Bianca Langhout: "It starts with having the conversation. The VSNU position paper is a good starting point. Internally, we hold discussions on questions such as: what do we mean by impact, by leadership, by a team? We have to coordinate between faculties, between departments and between universities. Of course, we want to avoid a situation where someone who does a PhD here can no longer work at another university because we have chosen a different approach."
Rutger Engels: "What is very important, is that we are going to vary by stage in career of academics. You cannot ask everything from young researchers who are in a PhD trajectory. In my view, scientific training is paramount there, focused on research and partly on gaining teaching experience. However, as academics move up the career ladder, impact becomes increasingly important. I can well imagine that for senior professors, leadership and generating and securing social impact are especially important."
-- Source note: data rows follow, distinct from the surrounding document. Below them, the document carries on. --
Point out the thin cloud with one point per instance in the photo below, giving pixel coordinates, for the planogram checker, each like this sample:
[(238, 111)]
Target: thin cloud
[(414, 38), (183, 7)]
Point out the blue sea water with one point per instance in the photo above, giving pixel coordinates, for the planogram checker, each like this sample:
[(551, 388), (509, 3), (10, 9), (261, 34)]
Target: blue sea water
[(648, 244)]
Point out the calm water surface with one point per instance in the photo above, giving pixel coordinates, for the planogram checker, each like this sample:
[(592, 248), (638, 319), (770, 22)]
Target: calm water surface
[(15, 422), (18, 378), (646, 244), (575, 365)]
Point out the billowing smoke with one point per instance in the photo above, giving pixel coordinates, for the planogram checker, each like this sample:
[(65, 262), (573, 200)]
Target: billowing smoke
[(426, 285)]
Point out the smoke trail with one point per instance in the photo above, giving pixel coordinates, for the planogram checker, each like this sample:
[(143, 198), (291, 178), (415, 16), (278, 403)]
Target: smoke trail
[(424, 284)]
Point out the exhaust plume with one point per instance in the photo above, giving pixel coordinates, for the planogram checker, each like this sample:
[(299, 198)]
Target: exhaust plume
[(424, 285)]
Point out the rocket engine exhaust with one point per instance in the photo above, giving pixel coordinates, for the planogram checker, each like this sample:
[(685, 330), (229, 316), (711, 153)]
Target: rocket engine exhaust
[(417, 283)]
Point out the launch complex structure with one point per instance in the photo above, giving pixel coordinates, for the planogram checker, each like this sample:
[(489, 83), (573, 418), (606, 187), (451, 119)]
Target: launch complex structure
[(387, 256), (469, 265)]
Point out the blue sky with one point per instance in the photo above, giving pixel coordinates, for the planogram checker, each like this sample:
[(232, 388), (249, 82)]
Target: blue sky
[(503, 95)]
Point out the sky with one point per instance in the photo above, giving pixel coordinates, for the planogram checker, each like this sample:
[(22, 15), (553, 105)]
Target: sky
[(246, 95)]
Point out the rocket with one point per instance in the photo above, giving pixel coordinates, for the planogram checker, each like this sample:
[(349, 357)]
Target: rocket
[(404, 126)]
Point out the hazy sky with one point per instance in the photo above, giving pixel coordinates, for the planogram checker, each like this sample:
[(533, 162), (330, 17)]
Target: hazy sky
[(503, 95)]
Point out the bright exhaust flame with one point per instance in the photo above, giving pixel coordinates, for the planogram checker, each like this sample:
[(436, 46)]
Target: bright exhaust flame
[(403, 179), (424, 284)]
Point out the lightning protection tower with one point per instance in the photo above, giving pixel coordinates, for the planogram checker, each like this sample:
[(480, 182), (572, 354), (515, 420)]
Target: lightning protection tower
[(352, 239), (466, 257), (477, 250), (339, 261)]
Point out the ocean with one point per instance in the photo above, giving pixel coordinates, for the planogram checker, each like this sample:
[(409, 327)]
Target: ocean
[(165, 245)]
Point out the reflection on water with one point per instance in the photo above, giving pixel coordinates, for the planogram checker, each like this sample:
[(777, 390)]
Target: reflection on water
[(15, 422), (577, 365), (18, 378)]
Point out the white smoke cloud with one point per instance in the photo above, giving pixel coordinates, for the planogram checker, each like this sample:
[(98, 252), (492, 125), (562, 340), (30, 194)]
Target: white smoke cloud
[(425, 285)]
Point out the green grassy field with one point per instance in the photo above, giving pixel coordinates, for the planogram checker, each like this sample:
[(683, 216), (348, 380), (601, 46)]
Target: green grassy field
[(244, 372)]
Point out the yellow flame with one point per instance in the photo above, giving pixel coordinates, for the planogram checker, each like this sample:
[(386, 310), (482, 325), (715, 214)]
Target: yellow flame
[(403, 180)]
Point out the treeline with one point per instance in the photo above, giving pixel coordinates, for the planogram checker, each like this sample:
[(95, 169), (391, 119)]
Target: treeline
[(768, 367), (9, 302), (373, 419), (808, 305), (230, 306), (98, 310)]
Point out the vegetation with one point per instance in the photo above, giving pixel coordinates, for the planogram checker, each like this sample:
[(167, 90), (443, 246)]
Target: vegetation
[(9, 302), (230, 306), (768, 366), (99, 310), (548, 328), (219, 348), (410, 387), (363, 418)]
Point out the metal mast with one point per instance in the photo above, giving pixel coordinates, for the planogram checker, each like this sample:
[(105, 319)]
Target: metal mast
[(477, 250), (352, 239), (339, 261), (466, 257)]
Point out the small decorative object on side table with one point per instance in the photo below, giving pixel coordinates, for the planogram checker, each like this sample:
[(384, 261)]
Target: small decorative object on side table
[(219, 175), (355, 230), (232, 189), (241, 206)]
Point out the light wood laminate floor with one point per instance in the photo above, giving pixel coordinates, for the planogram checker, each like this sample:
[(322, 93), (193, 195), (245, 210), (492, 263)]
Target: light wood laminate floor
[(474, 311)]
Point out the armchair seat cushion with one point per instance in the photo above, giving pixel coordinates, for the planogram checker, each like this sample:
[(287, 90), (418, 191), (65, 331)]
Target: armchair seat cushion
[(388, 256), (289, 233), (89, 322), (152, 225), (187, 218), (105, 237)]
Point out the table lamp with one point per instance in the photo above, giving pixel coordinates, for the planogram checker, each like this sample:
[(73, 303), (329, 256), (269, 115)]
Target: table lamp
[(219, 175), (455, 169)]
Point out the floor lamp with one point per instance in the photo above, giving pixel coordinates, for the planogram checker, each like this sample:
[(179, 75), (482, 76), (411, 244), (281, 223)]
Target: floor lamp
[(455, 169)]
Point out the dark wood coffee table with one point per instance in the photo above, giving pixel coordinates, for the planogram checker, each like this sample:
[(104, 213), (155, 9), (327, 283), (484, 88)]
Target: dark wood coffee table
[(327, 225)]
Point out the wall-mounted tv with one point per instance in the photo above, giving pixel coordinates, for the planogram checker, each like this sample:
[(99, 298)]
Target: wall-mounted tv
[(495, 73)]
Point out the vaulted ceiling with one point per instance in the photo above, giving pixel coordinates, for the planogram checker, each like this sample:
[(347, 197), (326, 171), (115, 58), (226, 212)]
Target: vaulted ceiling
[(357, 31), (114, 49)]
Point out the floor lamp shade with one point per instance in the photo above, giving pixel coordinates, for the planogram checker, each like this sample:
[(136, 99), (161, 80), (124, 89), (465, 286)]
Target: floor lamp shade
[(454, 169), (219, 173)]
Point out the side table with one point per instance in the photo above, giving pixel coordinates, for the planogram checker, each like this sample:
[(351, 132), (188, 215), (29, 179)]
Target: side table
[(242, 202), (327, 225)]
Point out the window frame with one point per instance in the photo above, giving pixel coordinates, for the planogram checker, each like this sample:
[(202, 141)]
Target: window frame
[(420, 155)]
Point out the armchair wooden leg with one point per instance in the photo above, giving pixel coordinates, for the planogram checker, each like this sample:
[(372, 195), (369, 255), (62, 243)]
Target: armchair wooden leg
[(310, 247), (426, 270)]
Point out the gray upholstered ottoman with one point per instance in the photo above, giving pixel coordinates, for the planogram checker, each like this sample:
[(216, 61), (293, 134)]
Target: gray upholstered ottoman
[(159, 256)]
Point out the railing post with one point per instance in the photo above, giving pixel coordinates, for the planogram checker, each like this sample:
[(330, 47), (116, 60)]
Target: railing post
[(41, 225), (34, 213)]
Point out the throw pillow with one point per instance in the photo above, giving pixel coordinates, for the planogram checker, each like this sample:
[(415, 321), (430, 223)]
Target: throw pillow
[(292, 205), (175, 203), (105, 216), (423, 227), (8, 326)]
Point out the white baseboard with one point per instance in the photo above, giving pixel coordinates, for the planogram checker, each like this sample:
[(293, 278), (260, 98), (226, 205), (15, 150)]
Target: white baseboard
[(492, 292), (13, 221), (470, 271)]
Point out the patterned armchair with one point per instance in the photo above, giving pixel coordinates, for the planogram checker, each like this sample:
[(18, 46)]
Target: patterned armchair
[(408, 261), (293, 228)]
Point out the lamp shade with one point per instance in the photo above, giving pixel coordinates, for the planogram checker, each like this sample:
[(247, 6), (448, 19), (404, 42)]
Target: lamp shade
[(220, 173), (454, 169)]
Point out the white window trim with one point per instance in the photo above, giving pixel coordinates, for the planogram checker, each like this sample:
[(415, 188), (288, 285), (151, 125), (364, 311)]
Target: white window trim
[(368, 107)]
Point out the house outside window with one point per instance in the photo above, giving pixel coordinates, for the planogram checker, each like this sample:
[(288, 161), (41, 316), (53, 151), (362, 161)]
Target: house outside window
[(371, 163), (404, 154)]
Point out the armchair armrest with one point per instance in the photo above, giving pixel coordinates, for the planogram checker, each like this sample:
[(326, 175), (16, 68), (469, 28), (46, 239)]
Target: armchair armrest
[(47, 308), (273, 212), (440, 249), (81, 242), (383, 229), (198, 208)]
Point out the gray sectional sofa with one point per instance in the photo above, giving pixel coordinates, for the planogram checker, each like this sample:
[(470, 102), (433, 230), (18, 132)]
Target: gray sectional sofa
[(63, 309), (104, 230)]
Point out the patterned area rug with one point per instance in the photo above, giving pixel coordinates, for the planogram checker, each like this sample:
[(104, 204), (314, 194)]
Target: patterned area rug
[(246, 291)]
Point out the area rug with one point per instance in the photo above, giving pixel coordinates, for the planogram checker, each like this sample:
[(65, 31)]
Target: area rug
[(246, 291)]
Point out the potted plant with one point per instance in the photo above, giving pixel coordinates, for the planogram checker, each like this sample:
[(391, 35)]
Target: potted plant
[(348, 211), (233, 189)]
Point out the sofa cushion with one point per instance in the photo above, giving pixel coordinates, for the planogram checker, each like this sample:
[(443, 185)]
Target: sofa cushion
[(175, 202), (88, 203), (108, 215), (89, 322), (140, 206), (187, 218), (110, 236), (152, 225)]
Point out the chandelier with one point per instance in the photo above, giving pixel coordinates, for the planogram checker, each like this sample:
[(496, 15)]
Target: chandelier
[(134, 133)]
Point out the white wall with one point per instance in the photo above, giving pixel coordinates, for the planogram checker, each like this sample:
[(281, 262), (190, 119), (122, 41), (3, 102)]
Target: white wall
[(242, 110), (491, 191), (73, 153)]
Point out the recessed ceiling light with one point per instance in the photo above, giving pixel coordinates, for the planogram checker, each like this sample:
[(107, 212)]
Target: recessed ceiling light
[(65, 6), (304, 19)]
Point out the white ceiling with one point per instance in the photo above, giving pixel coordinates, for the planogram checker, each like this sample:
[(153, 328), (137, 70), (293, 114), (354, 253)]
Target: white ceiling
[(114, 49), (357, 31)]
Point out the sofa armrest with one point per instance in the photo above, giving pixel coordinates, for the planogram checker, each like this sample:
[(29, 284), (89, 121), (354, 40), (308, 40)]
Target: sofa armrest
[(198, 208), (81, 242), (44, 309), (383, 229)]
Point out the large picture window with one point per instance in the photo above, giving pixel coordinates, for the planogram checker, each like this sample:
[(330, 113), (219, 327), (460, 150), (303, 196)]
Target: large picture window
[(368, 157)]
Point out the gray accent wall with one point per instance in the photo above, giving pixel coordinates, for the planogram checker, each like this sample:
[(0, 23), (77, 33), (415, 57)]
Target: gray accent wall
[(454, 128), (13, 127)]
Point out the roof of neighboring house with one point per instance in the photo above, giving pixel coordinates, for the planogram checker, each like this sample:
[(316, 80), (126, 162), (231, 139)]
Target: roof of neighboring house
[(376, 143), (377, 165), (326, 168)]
Should publications or the H-index become less fancy?
Victor Bekkers: "The most important thing is to stop putting one type of competence or skill on the throne. We need multiple thrones. It certainly does not mean that excellent research or publishing will become unimportant, but we want to value all the complementary competencies that you need as a university. Erasmus University's strategy is about societal impact, so there must be time, space and appreciation for that. Within the faculty of ESSB we strive to ensure that people can make a career within different profiles. In other words, if you choose a teaching profile, it actually allows you to become an associate professor."
Rutger Engels: "Quality should always come first. In the SEP protocol, quantity is also no longer a criterion, however, in many rankings it still is.
"Funders are also increasingly emphasizing the importance of collaboration and the importance of impact, and even education."
Is there support for this within the university?
Bianca Langhout: "Fortunately, everyone agrees that things need to change, and people within all disciplines are open to the conversation about a new system. At the moment, the process is still mainly taking place in the administrative layers, among deans and professors."
Victor Bekkers: "It is not only important within our university. The major financiers are also working on it, such as ZonMW and NWO. With the Venis and Vidis, for example, you are already not allowed to refer to your H-index."
Bianca Langhout: "Funders are increasingly emphasising the importance of collaboration and the importance of impact. And they are making grants available for innovating education."
Rutger Engels: "A committee of professors from all faculties, led by Pearl Dykstra, has been working for a year and a half on a new professorial policy plan. With attention to diversity in career paths, impact-driven activities and recruitment. I am very pleased that this plan is now in place and has support from the deans. In implementation, we will see changes to the formats now used to nominate professors for appointment. Less H-index and number of publications as the holy grail."
"With a different system, where education is rewarded more highly, you retain people who want to put their heart and soul into that education."
Is education the hardest part to get recognition for?
Daphne van de Bongardt: "You sometimes see young academics drop out because teaching is underappreciated. There are quite a few young academics who really enjoy teaching and want to invest in it, but because there is so little time, money and appreciation for it, they seek their happiness elsewhere. That is a pity, because teaching is one of the most important tasks of a university. With a different system, in which teaching is rewarded more highly, you retain people who give their heart and soul to education."
A system change is not arranged in one day?
Victor Bekkers: "It is a culture change, it is a long-term project. It also requires a commitment for the longer term."